Rev. Al Sharpton, Founder of National Action Network, is preparing to lead a march from Selma, to Montgomery, Alabama re enacting the march by Dr. Martin Luther King and other civil rights leaders to commemorate “Bloody Sunday” and a march across the Edmund Pettus Bridge.
The march is scheduled for Sunday, March 4 in Selma and will end in Montgomery, Alabama, on Friday, March 9, with a rally at the state capital.
On Thursday, February 23, Rev. Sharpton will be joined by Dr. Gerald L. Durley, Pastor of Providence Missionary Baptist Church, Marcus Coleman, Founder, Atlanta Chapter-National Action Network, Members of the Atlanta Chapter of NAN, Clergy, Union Leaders, elected Officials and Community Organizers, will also be at a rally to support the March.
The rally will take place at Providence Missionary Baptist Church, 2295 Benjamin E. Mays Drive in Atlanta beginning at 6 pm.
100 buses will depart from the Atlanta area to participate in this historic event on March 4. Buses will also depart on March 9th for Montgomery and return the same day. Tickets may be purchased for $30.

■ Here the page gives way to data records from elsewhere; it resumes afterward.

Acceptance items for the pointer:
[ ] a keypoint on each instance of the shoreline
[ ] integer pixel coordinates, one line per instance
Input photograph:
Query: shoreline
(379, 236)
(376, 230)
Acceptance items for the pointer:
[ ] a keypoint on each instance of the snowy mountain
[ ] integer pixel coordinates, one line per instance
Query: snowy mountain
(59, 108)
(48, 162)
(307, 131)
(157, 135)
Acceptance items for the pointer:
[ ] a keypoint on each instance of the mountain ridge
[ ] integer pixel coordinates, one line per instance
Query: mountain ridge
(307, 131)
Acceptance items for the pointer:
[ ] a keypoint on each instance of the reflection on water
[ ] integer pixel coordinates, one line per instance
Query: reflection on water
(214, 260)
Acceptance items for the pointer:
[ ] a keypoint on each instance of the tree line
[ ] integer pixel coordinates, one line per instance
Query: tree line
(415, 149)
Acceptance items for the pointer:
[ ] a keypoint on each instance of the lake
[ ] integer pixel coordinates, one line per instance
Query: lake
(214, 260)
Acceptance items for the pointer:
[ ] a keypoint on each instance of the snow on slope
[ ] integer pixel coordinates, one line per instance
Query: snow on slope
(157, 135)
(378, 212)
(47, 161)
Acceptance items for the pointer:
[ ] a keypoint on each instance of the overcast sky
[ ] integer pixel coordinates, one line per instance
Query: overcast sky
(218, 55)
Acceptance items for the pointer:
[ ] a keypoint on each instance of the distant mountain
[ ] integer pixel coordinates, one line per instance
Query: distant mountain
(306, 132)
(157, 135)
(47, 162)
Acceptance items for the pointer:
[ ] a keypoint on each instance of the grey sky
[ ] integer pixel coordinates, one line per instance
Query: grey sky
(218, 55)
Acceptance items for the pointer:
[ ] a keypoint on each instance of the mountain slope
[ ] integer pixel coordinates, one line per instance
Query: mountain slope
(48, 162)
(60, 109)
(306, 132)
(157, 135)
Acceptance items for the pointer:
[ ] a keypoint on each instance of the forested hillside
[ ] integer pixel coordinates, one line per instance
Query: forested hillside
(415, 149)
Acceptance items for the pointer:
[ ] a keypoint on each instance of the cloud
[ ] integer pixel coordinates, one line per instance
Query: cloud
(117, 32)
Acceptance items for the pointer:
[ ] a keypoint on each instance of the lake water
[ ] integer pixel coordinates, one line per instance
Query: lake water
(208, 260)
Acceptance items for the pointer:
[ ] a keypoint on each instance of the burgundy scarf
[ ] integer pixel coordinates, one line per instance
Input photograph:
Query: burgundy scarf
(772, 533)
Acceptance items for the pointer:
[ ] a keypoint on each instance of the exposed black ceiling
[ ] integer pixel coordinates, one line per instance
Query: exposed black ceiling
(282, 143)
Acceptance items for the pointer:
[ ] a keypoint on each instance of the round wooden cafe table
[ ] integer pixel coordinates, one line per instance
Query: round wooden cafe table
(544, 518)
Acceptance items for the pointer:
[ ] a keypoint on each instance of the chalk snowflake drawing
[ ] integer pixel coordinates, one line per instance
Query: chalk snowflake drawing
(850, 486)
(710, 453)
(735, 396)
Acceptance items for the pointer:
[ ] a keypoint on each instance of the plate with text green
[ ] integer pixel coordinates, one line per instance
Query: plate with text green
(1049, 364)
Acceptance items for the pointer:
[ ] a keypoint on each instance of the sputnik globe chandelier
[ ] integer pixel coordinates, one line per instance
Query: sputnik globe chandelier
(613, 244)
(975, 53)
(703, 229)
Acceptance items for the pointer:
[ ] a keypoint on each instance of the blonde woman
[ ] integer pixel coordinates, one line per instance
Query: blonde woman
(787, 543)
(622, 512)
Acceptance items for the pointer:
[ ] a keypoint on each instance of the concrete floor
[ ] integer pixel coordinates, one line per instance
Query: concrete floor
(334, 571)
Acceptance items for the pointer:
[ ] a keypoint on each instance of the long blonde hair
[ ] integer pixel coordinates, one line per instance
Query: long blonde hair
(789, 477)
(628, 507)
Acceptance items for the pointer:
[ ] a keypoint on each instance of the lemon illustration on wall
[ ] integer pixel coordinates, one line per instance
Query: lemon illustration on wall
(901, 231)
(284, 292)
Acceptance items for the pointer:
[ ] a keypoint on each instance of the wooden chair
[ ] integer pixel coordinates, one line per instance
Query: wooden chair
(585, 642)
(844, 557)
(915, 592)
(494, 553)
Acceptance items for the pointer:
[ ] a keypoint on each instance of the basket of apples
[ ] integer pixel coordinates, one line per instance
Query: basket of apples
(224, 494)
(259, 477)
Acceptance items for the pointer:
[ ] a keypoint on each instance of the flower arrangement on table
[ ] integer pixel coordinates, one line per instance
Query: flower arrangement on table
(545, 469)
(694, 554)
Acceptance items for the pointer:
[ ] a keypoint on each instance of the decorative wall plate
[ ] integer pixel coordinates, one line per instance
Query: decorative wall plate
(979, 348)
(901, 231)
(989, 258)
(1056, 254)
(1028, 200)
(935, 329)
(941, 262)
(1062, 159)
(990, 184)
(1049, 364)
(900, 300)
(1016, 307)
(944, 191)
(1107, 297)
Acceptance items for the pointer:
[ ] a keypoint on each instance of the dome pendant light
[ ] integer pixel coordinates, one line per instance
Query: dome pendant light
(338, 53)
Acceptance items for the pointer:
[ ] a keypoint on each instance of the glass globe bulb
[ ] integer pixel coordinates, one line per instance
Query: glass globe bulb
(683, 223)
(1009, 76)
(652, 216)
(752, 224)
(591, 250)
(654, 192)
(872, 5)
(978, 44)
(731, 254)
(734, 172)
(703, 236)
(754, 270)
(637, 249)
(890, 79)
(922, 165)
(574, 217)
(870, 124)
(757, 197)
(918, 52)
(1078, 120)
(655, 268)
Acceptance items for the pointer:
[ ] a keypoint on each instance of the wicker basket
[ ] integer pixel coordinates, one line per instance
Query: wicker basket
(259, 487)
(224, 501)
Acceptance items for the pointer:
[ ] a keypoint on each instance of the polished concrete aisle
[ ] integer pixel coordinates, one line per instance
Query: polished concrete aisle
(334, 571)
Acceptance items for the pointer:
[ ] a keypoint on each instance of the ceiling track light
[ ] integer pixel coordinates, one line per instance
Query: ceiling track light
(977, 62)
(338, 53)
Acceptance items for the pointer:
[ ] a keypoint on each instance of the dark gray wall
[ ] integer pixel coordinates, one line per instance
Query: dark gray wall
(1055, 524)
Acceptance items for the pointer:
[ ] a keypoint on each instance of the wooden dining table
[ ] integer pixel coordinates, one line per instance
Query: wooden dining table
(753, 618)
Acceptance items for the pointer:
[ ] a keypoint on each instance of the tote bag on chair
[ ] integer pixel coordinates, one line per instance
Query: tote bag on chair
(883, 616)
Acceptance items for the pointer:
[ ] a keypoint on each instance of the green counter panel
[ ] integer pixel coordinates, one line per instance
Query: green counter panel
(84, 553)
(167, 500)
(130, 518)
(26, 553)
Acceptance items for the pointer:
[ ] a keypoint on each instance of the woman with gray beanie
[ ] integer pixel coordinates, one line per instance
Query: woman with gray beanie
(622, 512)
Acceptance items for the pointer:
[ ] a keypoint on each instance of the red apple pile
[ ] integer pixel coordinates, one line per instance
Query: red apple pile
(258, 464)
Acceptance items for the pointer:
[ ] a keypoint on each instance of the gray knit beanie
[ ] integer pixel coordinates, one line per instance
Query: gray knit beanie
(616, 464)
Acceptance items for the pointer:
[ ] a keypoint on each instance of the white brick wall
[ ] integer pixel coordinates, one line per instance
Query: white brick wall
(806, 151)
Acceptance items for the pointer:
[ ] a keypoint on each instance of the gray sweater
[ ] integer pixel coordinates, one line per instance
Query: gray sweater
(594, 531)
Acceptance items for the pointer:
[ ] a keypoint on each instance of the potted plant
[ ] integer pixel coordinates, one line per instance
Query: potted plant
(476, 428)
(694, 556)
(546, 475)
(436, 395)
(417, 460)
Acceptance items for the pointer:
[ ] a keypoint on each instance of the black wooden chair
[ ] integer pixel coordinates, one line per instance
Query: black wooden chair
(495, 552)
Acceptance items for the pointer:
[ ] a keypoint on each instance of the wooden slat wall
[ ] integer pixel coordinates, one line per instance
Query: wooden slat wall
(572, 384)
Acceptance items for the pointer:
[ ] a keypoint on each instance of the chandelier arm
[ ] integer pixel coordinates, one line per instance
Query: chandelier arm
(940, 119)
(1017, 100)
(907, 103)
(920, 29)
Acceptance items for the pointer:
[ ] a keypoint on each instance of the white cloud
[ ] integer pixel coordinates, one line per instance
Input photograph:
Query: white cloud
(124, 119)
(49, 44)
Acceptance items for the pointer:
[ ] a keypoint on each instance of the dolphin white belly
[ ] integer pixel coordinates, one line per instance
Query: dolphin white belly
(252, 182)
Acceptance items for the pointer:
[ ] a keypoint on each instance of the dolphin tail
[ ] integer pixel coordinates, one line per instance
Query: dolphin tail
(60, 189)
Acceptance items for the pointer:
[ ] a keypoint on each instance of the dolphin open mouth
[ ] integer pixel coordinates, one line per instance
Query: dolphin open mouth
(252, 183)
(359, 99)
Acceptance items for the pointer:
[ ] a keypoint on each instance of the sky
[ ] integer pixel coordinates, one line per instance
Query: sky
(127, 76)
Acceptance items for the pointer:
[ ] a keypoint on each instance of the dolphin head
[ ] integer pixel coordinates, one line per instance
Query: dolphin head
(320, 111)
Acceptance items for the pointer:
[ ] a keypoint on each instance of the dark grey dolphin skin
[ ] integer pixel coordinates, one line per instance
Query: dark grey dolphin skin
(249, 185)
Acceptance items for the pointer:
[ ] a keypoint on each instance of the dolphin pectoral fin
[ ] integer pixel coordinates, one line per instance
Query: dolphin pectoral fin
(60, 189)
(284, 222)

For more information please contact the Southeastern Regional Office at 678-732-0405 or log onto http://www.nationalactionnetwork.net
History of Bloody Sunday: The Selma to Montgomery marches were three marches in 1965 that marked the political and emotional peak of the American civil rights movement. They grew out of the voting rights movement in Selma, Alabama, launched by local African-Americans who formed the Dallas County Voters League (DCVL). In 1963, the DCVL and organizers from the Student Nonviolent Coordinating Committee (SNCC) began voter-registration work. When white resistance to Black voter registration proved intractable, the DCVL requested the assistance of Martin Luther King, Jr. and the Southern Christian Leadership Conference, who brought many prominent civil rights and civic leaders to support voting rights.
The first march took place on March 7, 1965 — “Bloody Sunday” — when 600 civil rights marchers were attacked by state and local police with billy clubs and tear gas. The second march, the following Tuesday, resulted in 2,500 protesters turning around after crossing the Edmund Pettus Bridge.
The third march started March 16. The marchers averaged 10 miles (16 km) a day along U.S. Route 80, known in Alabama as the “Jefferson Davis Highway”. Protected by 2,000 soldiers of the U.S. Army, 1,900 members of the Alabama National Guard under Federal command, and many FBI agents and Federal Marshals, they arrived in Montgomery on March 24, and at the Alabama State Capitol on March 25.[1] The route is memorialized as the Selma To Montgomery Voting Rights Trail, a U.S. National Historic Trail.